When overfit occurs, one of the effective measures is to increase the amount of data learning (train data). Current popular methods include Data augmentation, Adversarial training which performs more data with **input** input or a more recent method is Label smoothing and MixCut implements augmentation for **Label** . From this idea, Xavier Gastaldi devised a technique of applying augmentation with internal representation (or **feature space** ) with Shake-shake regularization applied to the ResNet family of architectures.
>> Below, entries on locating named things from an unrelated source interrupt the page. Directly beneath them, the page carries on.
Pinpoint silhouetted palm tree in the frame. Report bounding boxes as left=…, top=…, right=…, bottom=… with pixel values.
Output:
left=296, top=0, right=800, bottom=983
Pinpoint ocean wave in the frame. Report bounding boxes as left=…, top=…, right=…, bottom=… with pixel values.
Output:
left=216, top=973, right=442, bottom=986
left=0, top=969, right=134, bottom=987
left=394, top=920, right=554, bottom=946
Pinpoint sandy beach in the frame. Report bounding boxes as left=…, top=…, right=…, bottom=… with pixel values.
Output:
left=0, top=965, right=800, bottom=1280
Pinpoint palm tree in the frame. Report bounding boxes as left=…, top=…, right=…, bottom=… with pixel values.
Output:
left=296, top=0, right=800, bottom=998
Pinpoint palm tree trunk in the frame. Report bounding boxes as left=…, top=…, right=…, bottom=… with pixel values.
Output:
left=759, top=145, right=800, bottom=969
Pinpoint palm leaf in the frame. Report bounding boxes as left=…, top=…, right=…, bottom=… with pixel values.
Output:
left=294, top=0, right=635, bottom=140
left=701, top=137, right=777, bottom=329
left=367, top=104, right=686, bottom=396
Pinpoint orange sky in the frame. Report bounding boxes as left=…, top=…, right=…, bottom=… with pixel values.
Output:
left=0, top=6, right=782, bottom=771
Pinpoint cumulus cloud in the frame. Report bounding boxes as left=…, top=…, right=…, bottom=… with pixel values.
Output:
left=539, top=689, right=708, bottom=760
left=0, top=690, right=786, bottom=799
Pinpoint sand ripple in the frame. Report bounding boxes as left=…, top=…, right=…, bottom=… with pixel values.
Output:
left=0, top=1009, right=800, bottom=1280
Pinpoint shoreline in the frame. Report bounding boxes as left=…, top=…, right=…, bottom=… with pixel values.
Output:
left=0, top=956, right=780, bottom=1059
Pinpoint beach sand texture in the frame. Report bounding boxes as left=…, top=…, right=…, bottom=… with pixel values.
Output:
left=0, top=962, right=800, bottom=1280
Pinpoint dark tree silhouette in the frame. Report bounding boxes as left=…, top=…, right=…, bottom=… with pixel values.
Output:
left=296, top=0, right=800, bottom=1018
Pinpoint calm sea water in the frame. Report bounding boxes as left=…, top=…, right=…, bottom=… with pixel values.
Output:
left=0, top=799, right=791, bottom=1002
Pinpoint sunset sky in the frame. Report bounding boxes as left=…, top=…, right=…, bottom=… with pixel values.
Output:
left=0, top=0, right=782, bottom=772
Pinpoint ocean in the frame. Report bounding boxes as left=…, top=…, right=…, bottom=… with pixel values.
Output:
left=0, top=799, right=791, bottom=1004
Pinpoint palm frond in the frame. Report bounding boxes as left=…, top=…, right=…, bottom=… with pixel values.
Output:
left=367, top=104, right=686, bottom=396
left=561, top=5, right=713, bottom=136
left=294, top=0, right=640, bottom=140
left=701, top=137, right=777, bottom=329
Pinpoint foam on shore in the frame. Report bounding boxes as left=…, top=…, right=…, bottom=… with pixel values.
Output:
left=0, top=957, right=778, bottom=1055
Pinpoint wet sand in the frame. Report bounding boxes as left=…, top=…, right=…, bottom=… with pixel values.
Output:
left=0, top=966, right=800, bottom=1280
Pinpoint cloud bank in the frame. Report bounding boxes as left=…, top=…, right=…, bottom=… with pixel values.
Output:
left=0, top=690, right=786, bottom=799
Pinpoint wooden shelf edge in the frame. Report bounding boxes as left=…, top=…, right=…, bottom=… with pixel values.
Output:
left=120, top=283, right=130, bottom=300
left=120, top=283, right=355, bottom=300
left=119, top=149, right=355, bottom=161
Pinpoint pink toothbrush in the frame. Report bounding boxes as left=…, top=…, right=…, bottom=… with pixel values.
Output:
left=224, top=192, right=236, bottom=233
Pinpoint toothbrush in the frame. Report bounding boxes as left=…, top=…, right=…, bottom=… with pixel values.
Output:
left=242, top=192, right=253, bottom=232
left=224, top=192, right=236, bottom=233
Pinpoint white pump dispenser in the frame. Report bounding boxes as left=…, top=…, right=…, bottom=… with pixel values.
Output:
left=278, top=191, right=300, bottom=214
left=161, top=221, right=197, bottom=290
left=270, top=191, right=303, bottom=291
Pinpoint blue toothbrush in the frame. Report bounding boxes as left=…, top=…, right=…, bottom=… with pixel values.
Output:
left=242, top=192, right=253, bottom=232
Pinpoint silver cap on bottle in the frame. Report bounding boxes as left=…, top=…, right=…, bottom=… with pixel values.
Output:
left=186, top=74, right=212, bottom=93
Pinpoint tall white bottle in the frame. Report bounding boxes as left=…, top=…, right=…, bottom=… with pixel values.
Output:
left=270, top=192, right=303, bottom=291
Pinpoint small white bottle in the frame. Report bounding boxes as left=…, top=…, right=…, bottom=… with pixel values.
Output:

Let’s find out!

## 1. Shake-Shake Regularization

Conventional branched ResNet network architecture

x i + first = x i + F ( x i , ( W i ( first ) ) + F ( x i , W i ( 2 ) ) x_ {i + 1} = x_i + mathcal {F} (x_i, mathcal ( mathcal {W_i ^ {(1)}}) + mathcal {F} (x_i, mathcal {W_i ^ {(2)) }}) $x_{i+1}=x_{i}+F(x_{i}(W_{i})+F(x_{i},W_{i})$

Inside x i x_i $x_{i}$ is input, $x$ $i$ $+$ $first$ $x_ {i + 1}$ $x_{i+1}$ $F$ $mathcal {F}$ $F$ $W$ $i$ $($ $first$ $)$ $W_i ^ {(1)}$ $W_{i}$ $W$ $i$ $($ $2$ $)$ $W_i ^ {(2)}$ $W_{i}$

Shake-Shake regularization will have an additional scaling coefficient parameter α alpha $α$

x i + first = x i + α i F ( x i , ( W i ( first ) ) + ( first – α ) F ( x i , W i ( 2 ) ) x_ {i + 1} = x_i + alpha_i mathcal {F} (x_i, mathcal (W_i ^ {(1)}) + (1- alpha) mathcal {F} (x_i, W_i ^ {(2) )}) $x_{i+1}=x_{i}+α_{i}F(x_{i}(W_{i})+(1–α)F(x_{i},W_{i})$

Inside α i alpha_i $α_{i}$ would be random variable according to uniform distribution (0, 1)

*Note: For test practice,* *α* * alpha* *$α$ = 0.5 will give the result as a normal Dropout (0.5) layer *

Parameters α alpha $α$ is changed with randomized values according to distribution before next backward pass. Thereby creating random results between the backward pass and forward pass during traning, reducing the ability to memorize the model’s data. The author also mentions that this is a form of *gradient augmentation* .

## 2. Analyze the results

When training, the author has proposed a number of modes for testing

**Shake** : random all coefficients (random α alpha $α$ ) before forward pass

**Even** : scaling coefficient is set to 0.5 before the forward pass

**Keep** : During the backward pass, the scaling coefficient stays the same with the forward pass

Application level:

**Batch** level: the scaling coefficient value in each **batch** is the same

**Image** level: different scaling coefficient values in each data point (image)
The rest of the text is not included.